I still have some working japanese made sayno (not panasonic) eneloop AA batteries from 2008, they last a very long time, not used the newer panasonic eneloops but heard they're not quite as good.
 
Reminds me.

Back in the late1960s as a teenaged experimenter I bought a Soviet V,A etc meter - housed in a steel case - beautifully made, if a bit rough around the edges. It had one of the very ancient type bicycle lamp batteries (? 3 cells in one case, size of a long flat cigarette pack, sprung copper contacts).

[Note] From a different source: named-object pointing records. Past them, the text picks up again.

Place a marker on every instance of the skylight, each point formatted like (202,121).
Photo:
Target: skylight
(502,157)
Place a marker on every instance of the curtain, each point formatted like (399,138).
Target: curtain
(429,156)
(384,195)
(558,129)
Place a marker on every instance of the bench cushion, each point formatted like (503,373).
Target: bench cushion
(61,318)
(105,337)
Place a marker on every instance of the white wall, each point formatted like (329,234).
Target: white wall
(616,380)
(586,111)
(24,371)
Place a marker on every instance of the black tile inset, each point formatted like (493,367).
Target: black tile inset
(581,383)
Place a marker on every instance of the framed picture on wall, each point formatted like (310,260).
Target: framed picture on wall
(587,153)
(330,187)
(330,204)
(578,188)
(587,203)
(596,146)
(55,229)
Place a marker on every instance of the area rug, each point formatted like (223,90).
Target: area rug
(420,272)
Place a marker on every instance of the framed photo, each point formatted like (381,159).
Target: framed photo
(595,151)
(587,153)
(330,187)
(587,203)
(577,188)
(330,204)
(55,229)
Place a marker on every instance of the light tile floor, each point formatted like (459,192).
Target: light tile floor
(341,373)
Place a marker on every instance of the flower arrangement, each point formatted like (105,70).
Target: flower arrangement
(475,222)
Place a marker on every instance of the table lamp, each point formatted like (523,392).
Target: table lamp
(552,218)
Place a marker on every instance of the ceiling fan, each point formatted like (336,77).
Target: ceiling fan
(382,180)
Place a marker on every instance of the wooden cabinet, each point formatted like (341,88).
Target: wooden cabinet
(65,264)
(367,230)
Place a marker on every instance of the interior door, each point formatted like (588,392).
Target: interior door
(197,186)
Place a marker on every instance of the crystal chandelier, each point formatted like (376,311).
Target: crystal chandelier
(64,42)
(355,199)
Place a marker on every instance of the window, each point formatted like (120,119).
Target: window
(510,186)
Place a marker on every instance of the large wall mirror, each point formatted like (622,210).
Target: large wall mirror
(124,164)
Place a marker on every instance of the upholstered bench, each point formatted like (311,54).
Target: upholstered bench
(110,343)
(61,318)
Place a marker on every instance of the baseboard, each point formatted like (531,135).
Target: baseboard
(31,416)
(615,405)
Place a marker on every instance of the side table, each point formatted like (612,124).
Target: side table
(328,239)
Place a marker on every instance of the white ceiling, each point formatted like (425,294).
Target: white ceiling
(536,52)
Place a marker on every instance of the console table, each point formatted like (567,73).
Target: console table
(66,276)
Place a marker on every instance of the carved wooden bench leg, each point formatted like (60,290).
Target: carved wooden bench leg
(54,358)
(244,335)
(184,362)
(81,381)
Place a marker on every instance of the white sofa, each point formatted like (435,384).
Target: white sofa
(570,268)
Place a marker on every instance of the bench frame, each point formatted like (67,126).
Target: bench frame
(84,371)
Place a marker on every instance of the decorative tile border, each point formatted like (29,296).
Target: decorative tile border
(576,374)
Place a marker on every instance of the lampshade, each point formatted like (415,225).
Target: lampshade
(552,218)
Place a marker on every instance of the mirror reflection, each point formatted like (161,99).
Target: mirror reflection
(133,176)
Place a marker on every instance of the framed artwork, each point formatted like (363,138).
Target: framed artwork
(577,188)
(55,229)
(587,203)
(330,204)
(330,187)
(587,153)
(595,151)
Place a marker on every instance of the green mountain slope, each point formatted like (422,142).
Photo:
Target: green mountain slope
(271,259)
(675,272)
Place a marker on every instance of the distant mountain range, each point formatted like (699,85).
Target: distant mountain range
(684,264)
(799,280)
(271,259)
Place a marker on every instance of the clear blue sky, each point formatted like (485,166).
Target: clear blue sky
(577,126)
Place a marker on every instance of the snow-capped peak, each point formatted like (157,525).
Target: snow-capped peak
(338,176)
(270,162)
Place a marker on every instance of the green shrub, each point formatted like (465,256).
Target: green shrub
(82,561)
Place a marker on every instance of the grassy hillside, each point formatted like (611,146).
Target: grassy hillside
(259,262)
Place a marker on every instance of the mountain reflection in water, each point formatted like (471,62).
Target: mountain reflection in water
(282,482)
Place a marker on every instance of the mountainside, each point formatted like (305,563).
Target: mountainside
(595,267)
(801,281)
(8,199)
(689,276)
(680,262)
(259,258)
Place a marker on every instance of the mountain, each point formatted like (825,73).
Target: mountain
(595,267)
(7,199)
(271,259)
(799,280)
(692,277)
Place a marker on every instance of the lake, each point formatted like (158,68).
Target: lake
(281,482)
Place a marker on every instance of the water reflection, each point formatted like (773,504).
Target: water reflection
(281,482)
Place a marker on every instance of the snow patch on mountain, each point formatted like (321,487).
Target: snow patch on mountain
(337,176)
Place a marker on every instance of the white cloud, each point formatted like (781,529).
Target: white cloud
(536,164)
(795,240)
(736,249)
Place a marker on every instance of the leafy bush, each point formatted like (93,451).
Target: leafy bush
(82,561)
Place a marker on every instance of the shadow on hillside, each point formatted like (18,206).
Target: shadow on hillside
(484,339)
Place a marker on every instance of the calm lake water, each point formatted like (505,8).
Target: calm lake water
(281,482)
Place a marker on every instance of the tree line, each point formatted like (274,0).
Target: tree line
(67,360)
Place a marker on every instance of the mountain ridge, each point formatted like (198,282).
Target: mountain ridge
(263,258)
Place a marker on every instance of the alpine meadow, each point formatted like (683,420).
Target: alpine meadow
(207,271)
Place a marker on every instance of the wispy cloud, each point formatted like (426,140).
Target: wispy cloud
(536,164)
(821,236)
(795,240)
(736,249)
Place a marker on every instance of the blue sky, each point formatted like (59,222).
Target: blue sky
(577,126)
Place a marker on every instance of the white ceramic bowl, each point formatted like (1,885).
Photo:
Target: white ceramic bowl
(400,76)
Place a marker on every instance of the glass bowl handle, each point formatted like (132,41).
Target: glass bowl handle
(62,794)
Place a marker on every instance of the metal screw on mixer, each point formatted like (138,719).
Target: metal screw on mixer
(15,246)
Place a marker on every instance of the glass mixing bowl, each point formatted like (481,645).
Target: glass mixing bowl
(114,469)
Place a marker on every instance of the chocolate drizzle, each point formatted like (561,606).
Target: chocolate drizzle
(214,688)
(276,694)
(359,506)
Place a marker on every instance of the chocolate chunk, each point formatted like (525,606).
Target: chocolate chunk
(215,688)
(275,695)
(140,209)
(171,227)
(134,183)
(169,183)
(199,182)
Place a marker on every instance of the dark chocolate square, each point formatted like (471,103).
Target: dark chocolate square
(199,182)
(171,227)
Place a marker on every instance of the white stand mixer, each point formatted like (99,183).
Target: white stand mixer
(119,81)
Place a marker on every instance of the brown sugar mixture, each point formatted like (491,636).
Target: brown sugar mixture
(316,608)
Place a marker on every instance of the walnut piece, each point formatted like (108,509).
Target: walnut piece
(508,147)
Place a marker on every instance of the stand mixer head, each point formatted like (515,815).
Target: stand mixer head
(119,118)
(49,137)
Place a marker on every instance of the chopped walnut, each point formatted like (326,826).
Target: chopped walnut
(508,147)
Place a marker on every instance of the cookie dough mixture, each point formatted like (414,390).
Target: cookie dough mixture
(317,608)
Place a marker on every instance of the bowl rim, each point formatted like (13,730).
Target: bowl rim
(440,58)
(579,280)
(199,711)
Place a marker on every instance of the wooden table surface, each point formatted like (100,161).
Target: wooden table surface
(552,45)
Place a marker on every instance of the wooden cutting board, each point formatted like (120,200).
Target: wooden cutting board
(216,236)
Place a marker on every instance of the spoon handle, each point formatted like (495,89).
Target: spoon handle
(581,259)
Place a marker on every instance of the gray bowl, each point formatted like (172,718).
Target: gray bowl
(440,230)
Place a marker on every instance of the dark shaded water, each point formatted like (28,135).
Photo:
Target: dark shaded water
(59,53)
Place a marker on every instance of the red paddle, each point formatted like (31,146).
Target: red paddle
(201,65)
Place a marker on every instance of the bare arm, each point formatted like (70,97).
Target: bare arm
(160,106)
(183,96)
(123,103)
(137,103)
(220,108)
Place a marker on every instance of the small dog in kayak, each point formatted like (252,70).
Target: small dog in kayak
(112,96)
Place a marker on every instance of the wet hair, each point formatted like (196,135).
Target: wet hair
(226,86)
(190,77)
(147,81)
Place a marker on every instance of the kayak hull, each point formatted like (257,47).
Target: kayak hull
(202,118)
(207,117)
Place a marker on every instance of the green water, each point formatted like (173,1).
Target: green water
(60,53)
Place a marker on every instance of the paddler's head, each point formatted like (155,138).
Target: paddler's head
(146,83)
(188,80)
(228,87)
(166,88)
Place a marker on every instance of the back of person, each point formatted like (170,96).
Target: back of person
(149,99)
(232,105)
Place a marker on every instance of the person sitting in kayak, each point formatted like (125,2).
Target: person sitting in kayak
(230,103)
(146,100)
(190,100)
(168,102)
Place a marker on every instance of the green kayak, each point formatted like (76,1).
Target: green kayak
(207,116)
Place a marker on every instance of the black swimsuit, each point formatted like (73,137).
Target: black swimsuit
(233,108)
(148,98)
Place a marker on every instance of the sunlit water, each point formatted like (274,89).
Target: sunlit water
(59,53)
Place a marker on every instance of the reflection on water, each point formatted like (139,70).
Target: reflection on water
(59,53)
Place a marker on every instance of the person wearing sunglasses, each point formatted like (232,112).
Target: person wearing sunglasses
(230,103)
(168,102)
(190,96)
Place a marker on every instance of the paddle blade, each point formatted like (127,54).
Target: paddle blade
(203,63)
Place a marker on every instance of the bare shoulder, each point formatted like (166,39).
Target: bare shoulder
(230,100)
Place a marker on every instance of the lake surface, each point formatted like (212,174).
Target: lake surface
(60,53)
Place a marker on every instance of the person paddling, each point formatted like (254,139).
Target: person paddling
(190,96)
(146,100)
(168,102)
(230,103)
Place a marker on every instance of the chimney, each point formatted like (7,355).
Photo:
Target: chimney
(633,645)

I wasn't using it much, and not often for resistance, which requires the power, but it continued working fine into this century, with no battery change, really mystified me as to what was going on - must have been Zinc acid/carbon type, but any British-made battery of this type never lasted more than a year or so. Even when it stopped working and I left it outside its box in a damp environment . it didn't leak, but finally lost its charge, about 2005.
 
Following through on an earlier post, I bought myself two dozen Eneloop AAAs of the latest 800mAh generation. I've just done a first discharge and recharge cycle on all of them to check them out. It may be interesting to anyone else considering them.
All mine were in the latest cardboard only packaging and stamped 2021-04 manufacture, so been on the shelf for 18 months+.
Discharge and charge were at 1C (ie 800mA) just to keep the time down. The powerex charger can do any rate you like upto about 2 amps. Charge and deplete them slower and you would expect to put more in and get more out but the 1 hour rate is somewhere to start.

8 best cells had 540 to 550mAh left of their factory charge
9 had 520 to 540 mAh
6 had 510 to 520 mAh
That's consistent to better than 10%
1 weak cell had just 471 mAh left which still isn't desparately far from the rest.

Charging at 1C, I got between 649 and 754mAh into each cell. Most cells took 700mAh+

These numbers are all good enough for me.
By measuring each of them, I can match them up in pairs and 4's for my different devices. The absolute numbers don't matter to me very much, as long as the cells in each set run out close together. I'll discharge them flat and recharge every 6 or 12 mths in storage or whenever I flatten them in use.